What I Learned (and What You Should Too)

This "from scratch" approach provides several key insights:

  1. ReAct is a Prompt Pattern, Not a Framework Feature: You don't need initialize_agent to implement ReAct. The power lies in meticulously crafting your prompt to guide the LLM's thought process and action selection. This direct control over prompt engineering is invaluable.
  2. Tools are Just Functions: Any callable Python function can be a tool. The "magic" is how you describe it to the LLM and how you parse the LLM's output to call it. This simplicity aligns perfectly with building specialized modules in an MoE system – each expert could be a "tool" or an aggregation of tools.
  3. Performance and Debugging Control: When you own the agent loop, you control everything. You can inspect every prompt, every LLM response, every tool call, and its observation. This is critical for debugging complex reasoning chains and optimizing latency. Frameworks often obscure these details, making performance bottlenecks and tricky errors a nightmare to diagnose. When I'm thinking about deploying expert models, latency and resource utilization are paramount.
  4. No Unnecessary Dependencies: This agent requires requests (for actual LLM calls) and re (for parsing), both standard. No heavy frameworks adding bloat to your requirements.txt. For production, I'd typically move this to TypeScript, leveraging its type safety and performance characteristics, but the core logic remains the same.
  5. Understanding the Fundamentals is Power: By building this yourself, you understand the core mechanics. This knowledge is transferable to any agentic system, regardless of the underlying LLM or the specific tools. It's the difference between knowing how to drive a car and knowing how to build an engine.
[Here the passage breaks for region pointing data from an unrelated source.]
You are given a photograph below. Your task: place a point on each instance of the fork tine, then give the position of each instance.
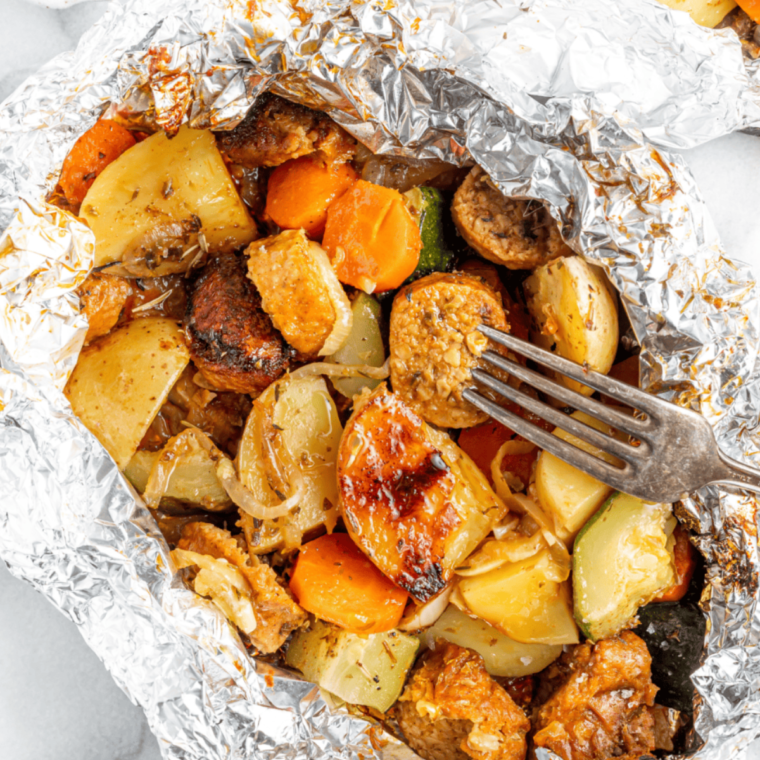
(585, 432)
(591, 406)
(626, 394)
(598, 468)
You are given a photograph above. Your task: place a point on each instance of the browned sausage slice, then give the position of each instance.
(232, 340)
(276, 130)
(518, 234)
(435, 343)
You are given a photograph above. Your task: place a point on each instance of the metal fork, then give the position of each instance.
(676, 451)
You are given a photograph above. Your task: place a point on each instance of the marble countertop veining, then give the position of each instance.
(57, 701)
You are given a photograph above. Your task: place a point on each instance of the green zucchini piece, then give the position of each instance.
(362, 670)
(364, 345)
(674, 633)
(428, 207)
(622, 559)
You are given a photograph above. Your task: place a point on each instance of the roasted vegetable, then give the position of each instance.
(300, 191)
(121, 381)
(192, 478)
(412, 500)
(621, 560)
(150, 207)
(362, 670)
(290, 443)
(335, 581)
(528, 600)
(675, 635)
(223, 583)
(103, 297)
(428, 207)
(711, 12)
(364, 345)
(371, 237)
(99, 146)
(300, 292)
(501, 655)
(685, 562)
(575, 314)
(570, 496)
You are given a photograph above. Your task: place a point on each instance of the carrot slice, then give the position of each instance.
(751, 8)
(685, 561)
(300, 191)
(372, 238)
(335, 581)
(103, 143)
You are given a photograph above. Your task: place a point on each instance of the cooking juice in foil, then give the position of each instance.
(570, 102)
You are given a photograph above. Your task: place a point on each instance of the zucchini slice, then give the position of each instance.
(622, 559)
(427, 207)
(362, 670)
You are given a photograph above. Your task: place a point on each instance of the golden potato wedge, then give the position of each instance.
(570, 496)
(121, 381)
(148, 208)
(574, 314)
(412, 500)
(501, 655)
(309, 432)
(525, 600)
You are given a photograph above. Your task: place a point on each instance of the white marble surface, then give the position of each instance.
(56, 699)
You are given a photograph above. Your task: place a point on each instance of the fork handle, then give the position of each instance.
(738, 474)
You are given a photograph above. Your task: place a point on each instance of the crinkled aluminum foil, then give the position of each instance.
(560, 100)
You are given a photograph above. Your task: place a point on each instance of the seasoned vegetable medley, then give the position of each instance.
(281, 329)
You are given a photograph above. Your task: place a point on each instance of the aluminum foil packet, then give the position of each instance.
(573, 102)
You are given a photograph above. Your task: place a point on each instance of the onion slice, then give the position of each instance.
(244, 499)
(176, 448)
(343, 370)
(424, 615)
(344, 317)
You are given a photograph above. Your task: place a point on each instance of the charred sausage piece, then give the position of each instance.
(452, 709)
(601, 702)
(232, 340)
(435, 343)
(276, 130)
(518, 234)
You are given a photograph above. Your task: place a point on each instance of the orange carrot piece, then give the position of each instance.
(751, 8)
(103, 143)
(685, 561)
(300, 191)
(335, 581)
(372, 238)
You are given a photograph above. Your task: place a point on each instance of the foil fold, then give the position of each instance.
(573, 102)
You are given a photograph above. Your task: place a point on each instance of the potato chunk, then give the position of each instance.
(148, 208)
(121, 381)
(292, 287)
(574, 310)
(413, 501)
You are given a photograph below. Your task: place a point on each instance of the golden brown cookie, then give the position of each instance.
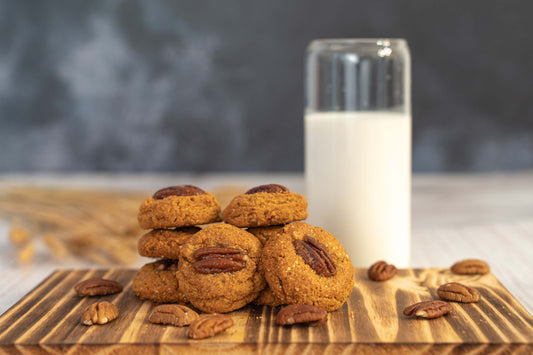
(164, 243)
(307, 265)
(268, 298)
(157, 282)
(264, 233)
(178, 206)
(265, 205)
(218, 268)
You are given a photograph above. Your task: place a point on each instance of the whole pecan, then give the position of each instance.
(97, 287)
(470, 266)
(428, 309)
(99, 313)
(214, 260)
(272, 188)
(315, 255)
(174, 314)
(301, 313)
(208, 325)
(455, 291)
(381, 271)
(179, 190)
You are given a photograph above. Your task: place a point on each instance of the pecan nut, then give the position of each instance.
(214, 260)
(179, 190)
(99, 313)
(208, 325)
(301, 313)
(455, 291)
(315, 255)
(173, 314)
(428, 309)
(381, 271)
(470, 267)
(272, 188)
(97, 287)
(167, 265)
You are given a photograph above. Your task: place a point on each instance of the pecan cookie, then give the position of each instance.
(307, 265)
(178, 206)
(164, 243)
(219, 268)
(265, 205)
(157, 282)
(268, 298)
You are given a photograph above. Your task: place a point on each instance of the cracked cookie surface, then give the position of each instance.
(265, 206)
(164, 243)
(175, 211)
(157, 282)
(204, 259)
(294, 279)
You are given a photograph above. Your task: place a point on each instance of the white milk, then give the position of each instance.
(358, 182)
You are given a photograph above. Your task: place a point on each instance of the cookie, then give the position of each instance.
(307, 265)
(264, 233)
(164, 243)
(178, 206)
(219, 268)
(265, 205)
(268, 298)
(157, 282)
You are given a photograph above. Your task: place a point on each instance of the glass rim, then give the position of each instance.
(347, 42)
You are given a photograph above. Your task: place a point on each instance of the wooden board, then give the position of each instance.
(47, 320)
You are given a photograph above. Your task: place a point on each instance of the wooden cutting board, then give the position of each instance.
(47, 320)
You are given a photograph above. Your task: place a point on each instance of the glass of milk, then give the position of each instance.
(358, 146)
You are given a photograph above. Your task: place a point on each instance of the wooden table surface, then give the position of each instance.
(454, 216)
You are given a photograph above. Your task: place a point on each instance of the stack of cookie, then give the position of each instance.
(172, 215)
(262, 252)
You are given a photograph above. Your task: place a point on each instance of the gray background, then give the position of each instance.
(218, 85)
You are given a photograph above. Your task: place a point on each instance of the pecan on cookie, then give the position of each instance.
(307, 265)
(219, 268)
(178, 206)
(265, 205)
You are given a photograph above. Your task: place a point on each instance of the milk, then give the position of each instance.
(358, 182)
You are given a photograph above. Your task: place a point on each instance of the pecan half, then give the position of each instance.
(214, 260)
(428, 309)
(315, 255)
(168, 264)
(174, 314)
(97, 287)
(381, 271)
(455, 291)
(272, 188)
(99, 313)
(179, 190)
(470, 266)
(301, 313)
(208, 325)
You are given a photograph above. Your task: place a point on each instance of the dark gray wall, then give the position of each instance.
(217, 85)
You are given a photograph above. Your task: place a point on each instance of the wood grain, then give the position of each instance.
(47, 321)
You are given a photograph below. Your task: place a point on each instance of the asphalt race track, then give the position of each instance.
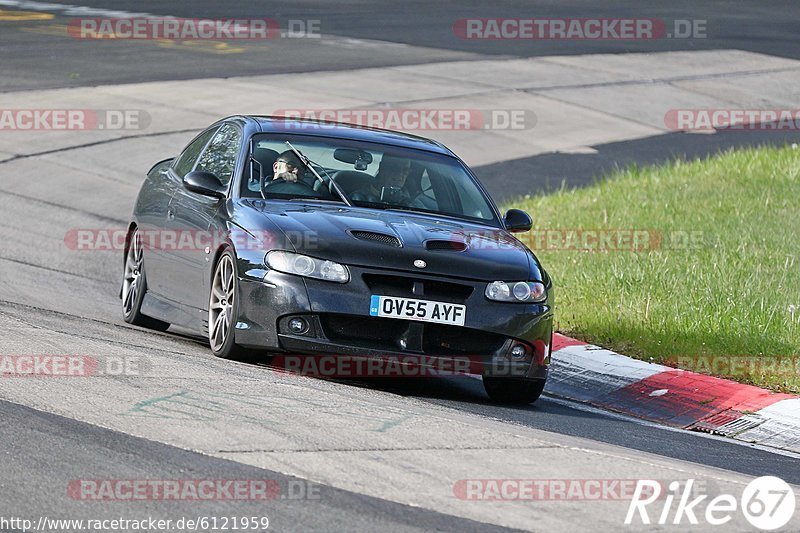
(348, 455)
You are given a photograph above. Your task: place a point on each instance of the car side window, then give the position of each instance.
(220, 156)
(188, 157)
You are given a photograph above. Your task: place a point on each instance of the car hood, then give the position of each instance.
(345, 234)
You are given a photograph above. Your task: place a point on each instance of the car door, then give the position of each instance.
(158, 255)
(193, 219)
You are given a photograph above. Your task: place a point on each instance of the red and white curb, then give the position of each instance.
(679, 398)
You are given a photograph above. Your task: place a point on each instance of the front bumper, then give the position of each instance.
(339, 323)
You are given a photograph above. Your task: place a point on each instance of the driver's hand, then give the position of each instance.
(289, 177)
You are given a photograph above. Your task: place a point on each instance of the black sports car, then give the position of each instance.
(294, 236)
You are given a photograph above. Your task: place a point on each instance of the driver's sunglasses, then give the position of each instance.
(285, 163)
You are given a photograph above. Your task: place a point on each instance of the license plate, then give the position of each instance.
(422, 310)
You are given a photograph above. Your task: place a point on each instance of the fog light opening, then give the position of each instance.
(298, 326)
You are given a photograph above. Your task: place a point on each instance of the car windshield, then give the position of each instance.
(370, 174)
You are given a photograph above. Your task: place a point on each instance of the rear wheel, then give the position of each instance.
(223, 305)
(134, 286)
(514, 391)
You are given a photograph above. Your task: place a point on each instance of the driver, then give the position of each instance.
(389, 182)
(287, 167)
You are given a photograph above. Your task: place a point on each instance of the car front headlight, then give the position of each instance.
(310, 267)
(516, 291)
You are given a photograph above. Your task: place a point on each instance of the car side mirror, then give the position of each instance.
(517, 221)
(205, 183)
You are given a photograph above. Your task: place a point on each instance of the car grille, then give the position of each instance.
(444, 291)
(382, 238)
(385, 333)
(447, 246)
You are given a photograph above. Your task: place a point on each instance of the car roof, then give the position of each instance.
(339, 130)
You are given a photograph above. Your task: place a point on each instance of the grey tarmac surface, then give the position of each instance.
(385, 453)
(74, 451)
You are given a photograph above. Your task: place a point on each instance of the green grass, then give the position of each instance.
(733, 292)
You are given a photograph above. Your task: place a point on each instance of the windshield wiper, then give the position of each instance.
(309, 163)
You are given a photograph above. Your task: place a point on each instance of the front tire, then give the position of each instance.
(223, 308)
(513, 391)
(134, 286)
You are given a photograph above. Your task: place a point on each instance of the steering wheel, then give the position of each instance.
(289, 187)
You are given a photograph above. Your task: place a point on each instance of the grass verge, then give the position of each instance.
(691, 264)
This kind of granular control isn't just about avoiding "bloat." It's essential when you're thinking about modular, specialized intelligence. My pursuit of replicating the human brain's MoE architecture demands this level of direct interaction and understanding. We're not just building LLM wrappers; we're trying to engineer intelligence, and that requires precise control over every cognitive cycle.